La musica degli scozzesi, dal punto di vista emotivo, è quanto di più potente ed intenso si possa trovare in giro, una finestra spalancata su di un universo di percezioni terrene ed oniriche che si fondono in tutt’uno travolgente ed armonioso al tempo stesso, un’epica delle emozioni che ad ogni brano si tinge di colori nuovi. Ma è anche un’entità complessa e dall’equilibrio fragile, che procede in perfetta autonomia rispetto alle tendenze e alle direzioni tracciate dal panorama esterno, risultando tuttavia ostile alla stasi e alle definizioni imposte.

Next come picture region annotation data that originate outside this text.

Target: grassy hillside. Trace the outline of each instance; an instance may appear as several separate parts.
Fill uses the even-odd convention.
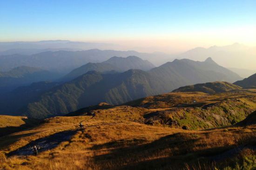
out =
[[[0,115],[0,137],[35,126],[40,122],[26,116]]]
[[[100,102],[120,104],[169,92],[188,84],[232,81],[239,77],[210,59],[202,62],[176,60],[148,71],[130,69],[112,74],[91,71],[39,95],[16,110],[28,116],[44,118],[63,115]]]
[[[234,84],[245,88],[252,86],[256,87],[256,74],[243,80],[236,82]]]
[[[250,90],[211,95],[202,92],[170,93],[119,106],[85,108],[69,115],[94,113],[102,120],[121,119],[186,129],[215,128],[234,125],[256,109],[256,91]]]
[[[198,91],[208,94],[214,94],[240,88],[241,88],[240,87],[227,82],[216,82],[182,87],[173,90],[173,92]]]
[[[19,67],[7,72],[0,72],[0,92],[6,93],[37,82],[52,80],[60,74],[39,68]]]
[[[126,114],[127,117],[132,115]],[[244,170],[255,168],[255,125],[197,131],[148,126],[118,117],[102,120],[100,115],[97,114],[93,119],[88,116],[50,118],[32,129],[2,137],[0,168],[239,170],[237,166],[243,166]],[[77,129],[82,120],[85,120],[85,129]],[[68,132],[72,135],[67,138],[65,135]],[[47,149],[51,147],[48,144],[50,140],[55,140],[51,137],[57,134],[59,143],[56,145],[50,143],[54,147]],[[16,155],[21,153],[21,149],[31,151],[29,146],[39,141],[45,142],[40,144],[43,147],[39,155]]]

Rock Action” è il primo germe dell’insofferenza dei Mogwai nei confronti della propria stessa creatura, e fin dal titolo mette in chiaro la voglia di distanziarsi dal prefisso “post”, in un desiderio di normalità e di evasione che è impresso con forza in tutti i suoi 39 minuti di durata. Come segno di ulteriore rottura, Stuart Braithwaite e soci interrompono il rapporto fin qui super-proficuo con la storica Chemikal Underground per avvalersi della collaborazione totale della Southpaw.

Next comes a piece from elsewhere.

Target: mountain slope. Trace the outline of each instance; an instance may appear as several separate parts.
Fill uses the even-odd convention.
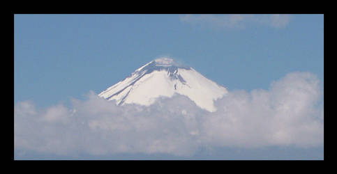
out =
[[[172,97],[174,93],[187,96],[202,109],[215,111],[213,101],[227,94],[227,90],[192,68],[161,58],[138,68],[98,96],[116,100],[121,105],[135,103],[149,106],[158,97]]]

Sono solo 8 brani (di cui 2 in realtà fungono da semplici intermezzi), la cui principale novità è che sono canzoni vere e proprie, con una struttura quasi tradizionale, ben lontane da quelle atmosfere minimali in cui magici crescendo si schiantavano in fragorose esplosioni come onde di un mare orgoglioso.

Mogwai

In “Rock Action” l’energia non si sprigiona ostentando prepotenza, feedback e distorsioni, semmai si espande in un dilagare progressivo che cresce di intensità ascolto dopo ascolto. Quella dei Mogwai in questo terzo capitolo della propria discografia è una formula nuova e audace, che colpisce per la naturalezza con cui raggiunge il risultato coniando immediatezza e sperimentazione in un avvolgente processo di sottrazione.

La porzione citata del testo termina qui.